RSS, OPML and the XML platform.
Copyright 2003-5 Randy Charles Morin
The topic of the day, is Blogspot splogs. I gotta admit, my own RSS reader is giving me more SPAM than anything these days. Many in the blogosphere have pointed the finger at Google and want Blogspot taken down until they can fix the splog program. This is very short-sighted. You see, if Blogspot wasn't hosting these splogs, then somebody else would be. The reason sploggers have chosen Blogspot, is that it's a very popular blogging platform that supports an API. If not Blogspot, then sploggers would host on 21publish or Blogspirit or Blogware or Wordpress. Turning off Blogspot, might quell the splogs in the short-term, but the long-term plan has to involve the blogosphere search engines figuring out what is worth indexing and what is not. When the blogosphere search engines point their fingers at Blogspot, then they are simply playing a blame game. How hard would it be for the search engines to detect these splogs. Not very. It could be automated quite easily. If every blog entry contains the exact sample content pattern "(<b>(any*)</b><br/>(any*)<br/>)*, then you can be 99% sure it's blog SPAM.

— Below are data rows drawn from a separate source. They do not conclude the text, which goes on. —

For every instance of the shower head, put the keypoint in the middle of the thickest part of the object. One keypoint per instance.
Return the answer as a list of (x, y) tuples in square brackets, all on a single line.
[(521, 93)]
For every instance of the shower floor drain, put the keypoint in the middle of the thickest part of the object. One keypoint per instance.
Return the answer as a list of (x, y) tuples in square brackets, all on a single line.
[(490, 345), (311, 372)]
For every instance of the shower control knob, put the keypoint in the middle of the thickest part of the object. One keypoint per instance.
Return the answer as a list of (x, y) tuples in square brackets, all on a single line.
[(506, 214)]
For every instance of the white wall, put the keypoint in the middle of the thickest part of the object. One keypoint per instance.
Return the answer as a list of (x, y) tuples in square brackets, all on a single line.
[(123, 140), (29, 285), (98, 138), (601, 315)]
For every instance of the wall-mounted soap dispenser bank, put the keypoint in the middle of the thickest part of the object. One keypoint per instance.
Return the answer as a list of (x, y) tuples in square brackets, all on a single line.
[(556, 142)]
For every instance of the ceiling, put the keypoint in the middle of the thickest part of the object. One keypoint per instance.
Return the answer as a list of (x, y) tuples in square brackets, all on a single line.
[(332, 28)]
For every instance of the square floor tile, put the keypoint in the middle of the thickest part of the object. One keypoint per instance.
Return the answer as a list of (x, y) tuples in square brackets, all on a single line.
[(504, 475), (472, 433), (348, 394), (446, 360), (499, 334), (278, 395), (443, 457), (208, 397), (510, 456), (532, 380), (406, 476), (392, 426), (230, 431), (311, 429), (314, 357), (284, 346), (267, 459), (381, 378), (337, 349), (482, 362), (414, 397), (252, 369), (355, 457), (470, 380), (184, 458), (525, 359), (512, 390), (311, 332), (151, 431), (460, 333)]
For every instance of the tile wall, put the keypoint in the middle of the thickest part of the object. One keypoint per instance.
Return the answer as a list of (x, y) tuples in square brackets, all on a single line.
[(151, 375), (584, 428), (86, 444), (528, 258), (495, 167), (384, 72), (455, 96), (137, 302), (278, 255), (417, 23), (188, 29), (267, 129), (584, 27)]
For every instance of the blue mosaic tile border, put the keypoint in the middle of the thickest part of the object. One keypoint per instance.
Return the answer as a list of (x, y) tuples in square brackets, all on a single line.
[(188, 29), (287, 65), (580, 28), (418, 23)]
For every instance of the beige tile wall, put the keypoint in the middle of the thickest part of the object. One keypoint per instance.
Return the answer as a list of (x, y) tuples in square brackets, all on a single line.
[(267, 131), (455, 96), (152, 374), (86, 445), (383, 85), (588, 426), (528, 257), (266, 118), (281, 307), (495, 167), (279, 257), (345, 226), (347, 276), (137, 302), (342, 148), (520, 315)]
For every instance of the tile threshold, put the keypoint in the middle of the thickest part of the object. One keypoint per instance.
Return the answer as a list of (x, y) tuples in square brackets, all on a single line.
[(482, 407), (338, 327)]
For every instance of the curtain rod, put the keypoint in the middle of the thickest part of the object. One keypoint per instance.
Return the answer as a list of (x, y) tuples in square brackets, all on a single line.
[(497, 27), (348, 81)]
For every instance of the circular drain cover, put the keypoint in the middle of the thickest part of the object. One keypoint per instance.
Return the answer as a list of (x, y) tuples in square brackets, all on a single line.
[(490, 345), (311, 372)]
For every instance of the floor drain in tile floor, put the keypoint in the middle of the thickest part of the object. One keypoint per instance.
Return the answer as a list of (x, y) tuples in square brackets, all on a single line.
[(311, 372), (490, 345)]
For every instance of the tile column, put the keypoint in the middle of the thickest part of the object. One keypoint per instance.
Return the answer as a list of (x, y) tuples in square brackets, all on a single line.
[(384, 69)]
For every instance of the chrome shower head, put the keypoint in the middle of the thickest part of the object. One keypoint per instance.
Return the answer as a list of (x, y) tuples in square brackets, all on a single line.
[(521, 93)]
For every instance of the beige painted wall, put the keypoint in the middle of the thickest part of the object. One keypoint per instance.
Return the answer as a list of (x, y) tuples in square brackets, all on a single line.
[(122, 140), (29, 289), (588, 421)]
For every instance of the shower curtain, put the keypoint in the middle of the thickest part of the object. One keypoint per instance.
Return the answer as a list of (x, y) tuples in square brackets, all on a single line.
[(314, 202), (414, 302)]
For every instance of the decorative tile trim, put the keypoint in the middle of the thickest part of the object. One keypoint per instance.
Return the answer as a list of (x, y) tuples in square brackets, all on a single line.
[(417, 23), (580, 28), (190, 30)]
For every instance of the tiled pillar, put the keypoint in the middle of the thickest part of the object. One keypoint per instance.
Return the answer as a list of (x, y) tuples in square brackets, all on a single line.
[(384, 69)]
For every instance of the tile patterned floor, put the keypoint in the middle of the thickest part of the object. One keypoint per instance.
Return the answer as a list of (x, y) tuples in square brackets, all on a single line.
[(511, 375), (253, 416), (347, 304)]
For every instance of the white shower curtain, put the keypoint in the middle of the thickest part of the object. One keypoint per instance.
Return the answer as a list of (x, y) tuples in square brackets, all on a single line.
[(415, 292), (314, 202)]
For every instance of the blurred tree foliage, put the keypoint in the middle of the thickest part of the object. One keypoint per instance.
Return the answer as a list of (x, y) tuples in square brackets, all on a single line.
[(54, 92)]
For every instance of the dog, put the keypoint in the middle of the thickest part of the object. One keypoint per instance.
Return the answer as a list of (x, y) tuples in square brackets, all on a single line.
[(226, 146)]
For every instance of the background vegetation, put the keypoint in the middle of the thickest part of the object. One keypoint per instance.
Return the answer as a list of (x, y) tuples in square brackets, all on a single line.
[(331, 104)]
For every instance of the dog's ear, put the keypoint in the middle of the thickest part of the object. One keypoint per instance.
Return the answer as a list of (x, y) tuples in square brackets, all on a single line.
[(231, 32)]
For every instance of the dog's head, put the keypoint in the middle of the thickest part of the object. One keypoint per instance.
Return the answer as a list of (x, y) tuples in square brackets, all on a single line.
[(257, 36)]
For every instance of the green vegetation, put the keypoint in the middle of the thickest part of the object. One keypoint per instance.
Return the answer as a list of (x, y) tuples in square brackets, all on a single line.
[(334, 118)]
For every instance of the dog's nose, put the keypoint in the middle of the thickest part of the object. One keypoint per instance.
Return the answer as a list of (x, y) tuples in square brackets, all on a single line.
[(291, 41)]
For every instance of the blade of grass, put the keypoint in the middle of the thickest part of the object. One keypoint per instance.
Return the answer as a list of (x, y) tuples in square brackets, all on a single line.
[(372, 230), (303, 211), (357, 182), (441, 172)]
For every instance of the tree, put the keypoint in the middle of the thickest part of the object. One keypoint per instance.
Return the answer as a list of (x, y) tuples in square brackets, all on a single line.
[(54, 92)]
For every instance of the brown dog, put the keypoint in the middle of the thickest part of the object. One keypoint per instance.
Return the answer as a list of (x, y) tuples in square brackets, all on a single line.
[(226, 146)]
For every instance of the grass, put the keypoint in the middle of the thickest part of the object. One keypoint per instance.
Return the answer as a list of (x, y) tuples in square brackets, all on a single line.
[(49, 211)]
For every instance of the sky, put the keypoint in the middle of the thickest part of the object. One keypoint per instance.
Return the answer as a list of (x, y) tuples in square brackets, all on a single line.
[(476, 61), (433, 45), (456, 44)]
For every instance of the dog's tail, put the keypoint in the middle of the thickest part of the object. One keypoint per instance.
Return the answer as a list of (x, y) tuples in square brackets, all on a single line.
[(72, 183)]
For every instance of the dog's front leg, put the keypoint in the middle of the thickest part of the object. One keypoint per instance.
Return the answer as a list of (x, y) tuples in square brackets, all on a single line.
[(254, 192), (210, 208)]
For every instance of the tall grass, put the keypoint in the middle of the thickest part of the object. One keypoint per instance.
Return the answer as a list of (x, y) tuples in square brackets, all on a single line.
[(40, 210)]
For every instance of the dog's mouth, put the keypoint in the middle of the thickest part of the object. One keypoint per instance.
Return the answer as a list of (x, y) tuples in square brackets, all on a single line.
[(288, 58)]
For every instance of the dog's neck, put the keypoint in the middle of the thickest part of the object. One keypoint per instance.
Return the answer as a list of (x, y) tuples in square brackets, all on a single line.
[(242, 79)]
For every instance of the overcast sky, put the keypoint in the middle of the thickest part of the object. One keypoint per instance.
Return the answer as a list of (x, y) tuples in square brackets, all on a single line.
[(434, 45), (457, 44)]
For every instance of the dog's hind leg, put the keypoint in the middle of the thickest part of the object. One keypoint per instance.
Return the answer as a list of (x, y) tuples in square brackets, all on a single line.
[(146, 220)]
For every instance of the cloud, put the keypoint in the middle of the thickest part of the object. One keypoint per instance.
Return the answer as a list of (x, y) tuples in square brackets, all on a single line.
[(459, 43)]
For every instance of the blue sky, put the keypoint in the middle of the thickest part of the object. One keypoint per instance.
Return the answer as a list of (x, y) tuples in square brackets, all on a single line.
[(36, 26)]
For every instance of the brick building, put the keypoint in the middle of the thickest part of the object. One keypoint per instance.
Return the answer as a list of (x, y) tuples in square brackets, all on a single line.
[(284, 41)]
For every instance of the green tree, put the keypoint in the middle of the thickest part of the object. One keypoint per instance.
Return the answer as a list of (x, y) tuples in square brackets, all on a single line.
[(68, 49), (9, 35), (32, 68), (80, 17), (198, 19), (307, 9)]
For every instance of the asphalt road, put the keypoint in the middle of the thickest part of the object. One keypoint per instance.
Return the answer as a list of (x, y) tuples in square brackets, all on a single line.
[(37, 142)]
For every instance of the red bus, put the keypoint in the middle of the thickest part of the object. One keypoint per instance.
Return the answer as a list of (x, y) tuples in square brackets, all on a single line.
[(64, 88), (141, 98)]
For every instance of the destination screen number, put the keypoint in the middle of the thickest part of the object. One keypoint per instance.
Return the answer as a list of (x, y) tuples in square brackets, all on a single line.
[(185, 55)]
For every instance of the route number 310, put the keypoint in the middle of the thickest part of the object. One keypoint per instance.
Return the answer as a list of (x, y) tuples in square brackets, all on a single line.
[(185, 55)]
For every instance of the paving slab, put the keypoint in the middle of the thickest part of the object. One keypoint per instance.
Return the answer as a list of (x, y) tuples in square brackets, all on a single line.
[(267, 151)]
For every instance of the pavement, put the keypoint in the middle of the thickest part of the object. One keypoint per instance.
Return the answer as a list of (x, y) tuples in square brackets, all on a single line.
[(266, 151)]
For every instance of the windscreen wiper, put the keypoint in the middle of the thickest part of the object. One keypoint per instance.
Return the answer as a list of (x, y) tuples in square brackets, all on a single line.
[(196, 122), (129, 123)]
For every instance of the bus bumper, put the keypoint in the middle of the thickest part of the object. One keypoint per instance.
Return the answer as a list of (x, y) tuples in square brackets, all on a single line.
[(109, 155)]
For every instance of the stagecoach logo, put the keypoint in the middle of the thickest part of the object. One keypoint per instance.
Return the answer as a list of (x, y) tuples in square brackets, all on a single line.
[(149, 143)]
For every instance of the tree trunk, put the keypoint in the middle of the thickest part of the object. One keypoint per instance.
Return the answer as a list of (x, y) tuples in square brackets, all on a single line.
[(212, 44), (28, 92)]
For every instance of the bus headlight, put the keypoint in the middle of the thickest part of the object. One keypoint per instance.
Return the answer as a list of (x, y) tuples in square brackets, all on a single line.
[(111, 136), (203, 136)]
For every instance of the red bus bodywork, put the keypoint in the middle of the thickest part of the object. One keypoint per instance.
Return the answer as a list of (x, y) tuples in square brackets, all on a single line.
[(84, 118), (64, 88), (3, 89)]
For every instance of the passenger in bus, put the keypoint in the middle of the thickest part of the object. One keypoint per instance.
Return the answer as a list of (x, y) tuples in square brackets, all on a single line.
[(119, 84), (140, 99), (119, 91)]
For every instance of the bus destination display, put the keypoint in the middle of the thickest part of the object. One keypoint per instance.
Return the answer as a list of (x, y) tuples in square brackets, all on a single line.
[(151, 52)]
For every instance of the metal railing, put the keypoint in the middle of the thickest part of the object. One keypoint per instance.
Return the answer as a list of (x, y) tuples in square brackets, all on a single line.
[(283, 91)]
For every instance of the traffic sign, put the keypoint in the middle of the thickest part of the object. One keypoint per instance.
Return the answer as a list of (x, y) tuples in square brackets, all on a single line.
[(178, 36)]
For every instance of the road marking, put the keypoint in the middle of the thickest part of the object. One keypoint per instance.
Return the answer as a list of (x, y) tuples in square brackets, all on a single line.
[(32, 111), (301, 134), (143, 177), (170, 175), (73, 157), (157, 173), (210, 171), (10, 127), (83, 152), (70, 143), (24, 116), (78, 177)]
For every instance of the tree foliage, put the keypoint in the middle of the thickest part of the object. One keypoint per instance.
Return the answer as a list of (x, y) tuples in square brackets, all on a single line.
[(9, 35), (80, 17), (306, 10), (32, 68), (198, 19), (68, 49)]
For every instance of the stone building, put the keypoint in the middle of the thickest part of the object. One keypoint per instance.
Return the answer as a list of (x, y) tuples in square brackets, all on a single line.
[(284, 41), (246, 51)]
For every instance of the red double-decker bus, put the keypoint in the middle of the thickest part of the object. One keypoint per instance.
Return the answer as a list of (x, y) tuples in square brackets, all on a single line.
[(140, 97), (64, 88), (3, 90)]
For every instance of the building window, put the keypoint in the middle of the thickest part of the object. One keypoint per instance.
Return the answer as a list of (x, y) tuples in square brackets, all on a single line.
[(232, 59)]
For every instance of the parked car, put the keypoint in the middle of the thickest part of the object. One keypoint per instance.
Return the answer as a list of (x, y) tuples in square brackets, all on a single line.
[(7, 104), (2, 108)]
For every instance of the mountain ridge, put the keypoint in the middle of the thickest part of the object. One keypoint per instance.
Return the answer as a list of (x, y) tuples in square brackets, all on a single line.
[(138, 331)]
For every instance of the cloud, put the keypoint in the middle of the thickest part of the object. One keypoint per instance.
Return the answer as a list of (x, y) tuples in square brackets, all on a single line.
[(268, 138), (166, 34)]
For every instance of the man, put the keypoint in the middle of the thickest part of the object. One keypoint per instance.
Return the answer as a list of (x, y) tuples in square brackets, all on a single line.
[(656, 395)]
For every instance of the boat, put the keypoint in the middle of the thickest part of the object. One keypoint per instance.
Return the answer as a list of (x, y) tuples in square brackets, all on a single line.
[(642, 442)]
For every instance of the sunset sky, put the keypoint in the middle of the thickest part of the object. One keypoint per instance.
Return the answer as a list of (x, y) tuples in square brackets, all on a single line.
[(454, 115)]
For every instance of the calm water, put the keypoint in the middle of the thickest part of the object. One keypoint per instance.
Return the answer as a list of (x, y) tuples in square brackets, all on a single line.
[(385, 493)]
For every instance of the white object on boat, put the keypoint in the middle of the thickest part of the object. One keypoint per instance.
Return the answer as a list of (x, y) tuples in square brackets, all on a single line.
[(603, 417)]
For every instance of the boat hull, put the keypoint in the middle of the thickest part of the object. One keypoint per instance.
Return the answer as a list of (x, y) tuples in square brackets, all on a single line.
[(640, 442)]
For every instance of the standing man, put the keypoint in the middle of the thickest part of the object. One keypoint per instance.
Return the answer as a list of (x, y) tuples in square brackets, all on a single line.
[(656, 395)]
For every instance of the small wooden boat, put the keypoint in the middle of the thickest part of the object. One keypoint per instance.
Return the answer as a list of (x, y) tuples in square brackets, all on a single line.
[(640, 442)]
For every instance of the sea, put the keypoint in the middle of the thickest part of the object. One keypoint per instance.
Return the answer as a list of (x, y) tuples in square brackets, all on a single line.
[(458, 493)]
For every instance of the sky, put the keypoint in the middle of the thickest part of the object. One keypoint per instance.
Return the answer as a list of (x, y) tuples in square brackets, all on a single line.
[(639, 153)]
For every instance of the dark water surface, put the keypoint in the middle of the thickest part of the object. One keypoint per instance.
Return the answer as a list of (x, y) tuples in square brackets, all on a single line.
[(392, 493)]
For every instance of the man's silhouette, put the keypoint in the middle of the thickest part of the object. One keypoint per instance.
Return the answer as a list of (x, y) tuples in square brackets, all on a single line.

At this point, I'm getting pretty tired of the lame blogosphere search engines. I really wish somebody would create one that actually worked. Beyond the constant easily detected SPAM that escapes them and the finger pointing that follows, none of the blogosphere search engines are all that good at capturing the blogosphere conversation and an HTTP 500 error isn't exactly out of the ordinary. Enough complaining, here's my report on the state of the blogosphere.
This stuff generally works.
Blogosphere Search Engines
This stuff generally doesn't work.
Bloglines is the best blogosophere search engine at capturing link data, but is absolutely horrible at capturing entries via keyword search and is down a good fraction of the time. The positive is that it's the only blogosphere search engine that report more than 50% of my inbound links. The negative is that the most common response from Bloglines is "There is a problem with the database. Please try again later" and the keyword search is simply broken. Try this, do a keyword search on Bloglines and make certain to sort by date. Now, scroll thru the entrie with attention on the dates. Note, they are not sorted by date. Further, the blog matches on common keywords overwhelm the results, making it a chore to page thru to the entry matches. Where's the RSS?
Technorati works for brief periods of time, but is broken more often than not. I don't know how many bugs I've filed with them and most remain unfixed. Recently, I noticed all my blogs stopped showing up in Technorati altogether. When I checked my profile, all the records of my blogs had been corrupted and I had to reclaim them all. Not the first time. When Technorati tag or keyword search are working, they are clearly the best, but unfortunately they work infrequently.
IceRocket is the pleasant surprise in the bunch. IceRocket is one of two search engines that almost always responds in less than one second (the other is Google). In fact, all the other search engines often respond in ten second or more. I find myself using IceRocket more and more, simply because I know I won't be frustrated and they consistantly report good results. That said, they are tracking much less than 50% of the blogosphere, which means you still have to compliment it with other search engines to find the majority of the results you are looking for. I think IceRocket's biggest problem is that not enough blog hosts are setup to ping IceRocket by default.
Google Blog Search
Google is the little brother that could grow up and become that blogosphere search engine that I always wanted. I can see the promise, but it's still not there yet. Like IceRocket, it responds fast, but tracks much less than 50% of the blogosphere.
Blogpulse, Blogdigger, PubSub
These blog search engines generally don't work. They fail to capture 80% of the data and report more bad data than good.